Part 1: BASIC FOUNDATIONS OF CARDIOLOGY Chapter 5:
MOLECULAR AND CELLULAR BIOLOGY OF THE NORMAL, HYPERTROPHIED, AND FAILING HEART
Author: Richard A. Walsh INTRODUCTION
Growth of the heart is a dynamic process that occurs during embryogenesis, postnatal development, maturity, and senescence and in response to changing environmental and pathologic conditions. Cardiac growth occurs at the cellular level as a consequence of the interplay between hyperplasia (increase in cell number) and hypertrophy (increase in cell size) or a combination of both processes. The relative importance of each of these two mechanisms depends upon the cell type, developmental stage, and the nature of the growth stimulus.

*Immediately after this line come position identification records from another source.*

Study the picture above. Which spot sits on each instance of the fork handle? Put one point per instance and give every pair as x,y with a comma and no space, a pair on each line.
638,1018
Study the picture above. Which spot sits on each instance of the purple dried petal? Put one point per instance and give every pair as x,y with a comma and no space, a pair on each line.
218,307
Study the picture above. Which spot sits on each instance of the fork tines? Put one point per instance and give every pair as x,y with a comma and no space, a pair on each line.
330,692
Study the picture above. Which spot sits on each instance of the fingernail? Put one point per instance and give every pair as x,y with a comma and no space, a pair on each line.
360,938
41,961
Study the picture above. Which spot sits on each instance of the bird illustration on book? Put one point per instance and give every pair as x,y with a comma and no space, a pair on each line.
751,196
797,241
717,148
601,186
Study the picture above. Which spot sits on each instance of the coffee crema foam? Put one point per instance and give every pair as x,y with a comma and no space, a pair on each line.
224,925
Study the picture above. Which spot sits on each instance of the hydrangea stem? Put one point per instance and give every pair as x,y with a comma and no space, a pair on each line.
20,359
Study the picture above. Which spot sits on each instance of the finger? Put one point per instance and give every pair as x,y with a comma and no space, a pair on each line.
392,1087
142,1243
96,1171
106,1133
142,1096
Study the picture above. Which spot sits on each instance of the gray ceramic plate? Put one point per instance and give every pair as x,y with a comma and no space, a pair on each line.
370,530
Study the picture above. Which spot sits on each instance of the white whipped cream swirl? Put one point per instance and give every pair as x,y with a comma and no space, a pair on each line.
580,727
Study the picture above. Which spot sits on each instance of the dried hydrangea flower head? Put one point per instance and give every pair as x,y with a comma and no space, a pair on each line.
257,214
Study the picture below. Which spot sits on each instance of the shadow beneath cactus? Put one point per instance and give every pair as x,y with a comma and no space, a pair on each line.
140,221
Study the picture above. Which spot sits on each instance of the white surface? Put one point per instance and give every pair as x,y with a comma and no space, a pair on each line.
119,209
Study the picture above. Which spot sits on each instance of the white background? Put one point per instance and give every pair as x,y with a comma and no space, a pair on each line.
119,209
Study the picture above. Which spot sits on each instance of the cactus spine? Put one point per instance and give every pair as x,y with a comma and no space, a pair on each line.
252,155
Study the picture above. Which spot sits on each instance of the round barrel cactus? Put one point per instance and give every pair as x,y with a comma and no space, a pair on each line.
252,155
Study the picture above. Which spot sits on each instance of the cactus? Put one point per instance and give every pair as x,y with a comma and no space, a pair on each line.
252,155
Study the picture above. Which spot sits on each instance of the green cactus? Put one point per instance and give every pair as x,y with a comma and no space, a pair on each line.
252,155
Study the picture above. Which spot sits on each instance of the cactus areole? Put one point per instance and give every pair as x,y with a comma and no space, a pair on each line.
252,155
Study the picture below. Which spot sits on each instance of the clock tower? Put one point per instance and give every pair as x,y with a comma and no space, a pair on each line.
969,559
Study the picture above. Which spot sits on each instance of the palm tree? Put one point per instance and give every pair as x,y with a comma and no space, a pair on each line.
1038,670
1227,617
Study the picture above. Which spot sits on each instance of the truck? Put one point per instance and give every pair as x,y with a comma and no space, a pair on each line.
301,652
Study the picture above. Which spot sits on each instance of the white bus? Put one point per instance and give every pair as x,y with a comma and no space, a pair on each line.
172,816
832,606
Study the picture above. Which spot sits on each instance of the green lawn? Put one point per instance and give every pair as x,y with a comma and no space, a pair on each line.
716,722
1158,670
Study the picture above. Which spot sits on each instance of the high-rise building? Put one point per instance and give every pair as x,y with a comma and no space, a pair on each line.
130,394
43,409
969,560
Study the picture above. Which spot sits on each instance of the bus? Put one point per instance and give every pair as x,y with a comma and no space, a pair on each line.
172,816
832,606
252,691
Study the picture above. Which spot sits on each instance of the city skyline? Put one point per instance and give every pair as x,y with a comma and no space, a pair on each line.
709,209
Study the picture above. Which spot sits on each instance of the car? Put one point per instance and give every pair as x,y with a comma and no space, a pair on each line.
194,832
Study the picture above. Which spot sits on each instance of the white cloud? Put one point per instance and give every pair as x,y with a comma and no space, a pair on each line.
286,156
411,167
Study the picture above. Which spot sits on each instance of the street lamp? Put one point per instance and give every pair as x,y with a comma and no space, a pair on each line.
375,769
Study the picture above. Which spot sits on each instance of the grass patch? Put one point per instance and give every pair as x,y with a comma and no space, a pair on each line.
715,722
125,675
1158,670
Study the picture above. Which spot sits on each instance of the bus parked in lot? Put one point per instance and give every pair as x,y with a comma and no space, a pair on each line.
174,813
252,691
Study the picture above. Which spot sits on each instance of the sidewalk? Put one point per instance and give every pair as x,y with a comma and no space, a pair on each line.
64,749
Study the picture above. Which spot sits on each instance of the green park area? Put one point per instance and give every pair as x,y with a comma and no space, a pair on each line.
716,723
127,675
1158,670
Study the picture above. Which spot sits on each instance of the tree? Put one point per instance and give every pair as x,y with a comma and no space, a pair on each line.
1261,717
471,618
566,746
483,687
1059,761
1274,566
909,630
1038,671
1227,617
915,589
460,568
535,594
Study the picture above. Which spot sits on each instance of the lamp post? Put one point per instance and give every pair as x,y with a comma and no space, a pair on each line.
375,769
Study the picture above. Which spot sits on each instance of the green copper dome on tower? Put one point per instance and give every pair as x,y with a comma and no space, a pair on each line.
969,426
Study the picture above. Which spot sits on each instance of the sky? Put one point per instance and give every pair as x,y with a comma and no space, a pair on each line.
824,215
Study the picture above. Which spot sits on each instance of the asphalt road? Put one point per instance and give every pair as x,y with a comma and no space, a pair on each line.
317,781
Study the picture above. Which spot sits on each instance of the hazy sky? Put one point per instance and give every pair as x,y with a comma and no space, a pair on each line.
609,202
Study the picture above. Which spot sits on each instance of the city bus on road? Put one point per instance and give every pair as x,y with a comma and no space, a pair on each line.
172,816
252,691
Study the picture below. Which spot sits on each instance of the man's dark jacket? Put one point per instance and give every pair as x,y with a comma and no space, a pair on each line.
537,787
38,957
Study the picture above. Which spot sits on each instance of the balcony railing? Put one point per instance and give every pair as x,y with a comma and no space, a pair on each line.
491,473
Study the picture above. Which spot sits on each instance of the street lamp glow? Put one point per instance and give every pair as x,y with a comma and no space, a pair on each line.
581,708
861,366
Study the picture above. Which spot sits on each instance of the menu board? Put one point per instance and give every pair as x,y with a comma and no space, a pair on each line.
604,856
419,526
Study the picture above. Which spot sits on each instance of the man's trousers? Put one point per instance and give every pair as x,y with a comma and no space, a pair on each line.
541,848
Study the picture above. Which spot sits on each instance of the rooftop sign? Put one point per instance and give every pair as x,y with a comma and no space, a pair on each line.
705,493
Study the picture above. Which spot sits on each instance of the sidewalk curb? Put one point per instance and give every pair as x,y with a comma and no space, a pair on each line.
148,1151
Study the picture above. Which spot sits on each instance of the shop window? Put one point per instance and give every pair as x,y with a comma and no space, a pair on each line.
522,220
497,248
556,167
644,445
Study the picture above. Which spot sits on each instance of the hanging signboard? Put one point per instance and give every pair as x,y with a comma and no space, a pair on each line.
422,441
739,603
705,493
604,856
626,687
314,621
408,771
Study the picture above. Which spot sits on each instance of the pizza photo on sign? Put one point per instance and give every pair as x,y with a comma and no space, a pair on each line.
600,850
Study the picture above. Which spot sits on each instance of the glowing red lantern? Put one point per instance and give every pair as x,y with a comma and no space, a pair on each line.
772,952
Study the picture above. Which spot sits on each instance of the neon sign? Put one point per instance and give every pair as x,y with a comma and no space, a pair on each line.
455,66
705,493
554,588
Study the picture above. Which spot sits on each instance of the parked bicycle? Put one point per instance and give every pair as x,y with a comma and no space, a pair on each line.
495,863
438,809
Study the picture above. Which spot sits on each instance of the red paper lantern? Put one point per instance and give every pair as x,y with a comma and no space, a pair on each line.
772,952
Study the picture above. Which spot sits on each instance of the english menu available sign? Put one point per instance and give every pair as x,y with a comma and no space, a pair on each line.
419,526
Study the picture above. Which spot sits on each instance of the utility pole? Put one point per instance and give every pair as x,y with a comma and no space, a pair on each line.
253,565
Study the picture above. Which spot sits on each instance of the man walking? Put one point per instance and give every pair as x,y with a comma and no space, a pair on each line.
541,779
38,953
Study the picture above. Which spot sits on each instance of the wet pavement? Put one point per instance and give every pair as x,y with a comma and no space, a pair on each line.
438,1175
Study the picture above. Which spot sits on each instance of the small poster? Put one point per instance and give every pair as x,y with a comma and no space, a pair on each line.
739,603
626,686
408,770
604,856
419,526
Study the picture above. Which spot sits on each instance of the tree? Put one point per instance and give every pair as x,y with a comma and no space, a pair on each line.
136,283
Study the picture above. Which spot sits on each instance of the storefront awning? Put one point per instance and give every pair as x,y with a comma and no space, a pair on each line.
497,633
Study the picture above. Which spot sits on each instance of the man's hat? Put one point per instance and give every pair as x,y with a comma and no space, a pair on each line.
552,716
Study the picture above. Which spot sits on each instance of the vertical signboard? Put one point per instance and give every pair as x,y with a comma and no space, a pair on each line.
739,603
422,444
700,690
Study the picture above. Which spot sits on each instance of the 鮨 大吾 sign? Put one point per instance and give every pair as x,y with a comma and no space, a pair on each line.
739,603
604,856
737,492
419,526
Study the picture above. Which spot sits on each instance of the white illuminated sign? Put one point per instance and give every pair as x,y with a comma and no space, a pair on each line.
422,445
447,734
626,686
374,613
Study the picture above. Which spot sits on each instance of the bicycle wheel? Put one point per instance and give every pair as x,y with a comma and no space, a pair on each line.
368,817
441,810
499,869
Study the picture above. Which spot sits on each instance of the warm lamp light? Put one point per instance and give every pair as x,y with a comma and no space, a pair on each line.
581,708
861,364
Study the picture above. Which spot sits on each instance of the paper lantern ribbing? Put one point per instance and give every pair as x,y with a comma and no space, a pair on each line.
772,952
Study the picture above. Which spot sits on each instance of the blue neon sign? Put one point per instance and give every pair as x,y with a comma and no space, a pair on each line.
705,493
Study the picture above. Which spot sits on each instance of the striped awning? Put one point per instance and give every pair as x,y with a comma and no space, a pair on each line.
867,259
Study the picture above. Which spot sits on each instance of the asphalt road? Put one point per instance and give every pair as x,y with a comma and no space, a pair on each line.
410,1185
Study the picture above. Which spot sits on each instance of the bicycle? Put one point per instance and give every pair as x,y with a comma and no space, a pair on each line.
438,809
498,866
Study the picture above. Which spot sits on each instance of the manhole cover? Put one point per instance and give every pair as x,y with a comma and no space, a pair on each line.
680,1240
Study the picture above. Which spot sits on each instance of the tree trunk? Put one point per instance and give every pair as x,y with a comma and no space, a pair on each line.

These two forms of cell growth are variably modulated by apoptosis, or programmed cell death.!,2 This phenomenon is of importance in the determination of heart shape and chamber formation during cardiogenesis and may contribute to altered cardiac chamber geometry in response to pathologic stimuli. Physiologic and pathologic cardiovascular growth are generally mediated by developmental programs, mechanical deformation, and injury in various combinations. These processes stimulate a repertoire of biochemical signals that alter the cardiovascular phenotype. The application of molecular and cell biological approaches to this problem is rapidly defining the precise factors responsible for normal and pathologic growth of the heart and the mechanisms responsible for altered cardiac function.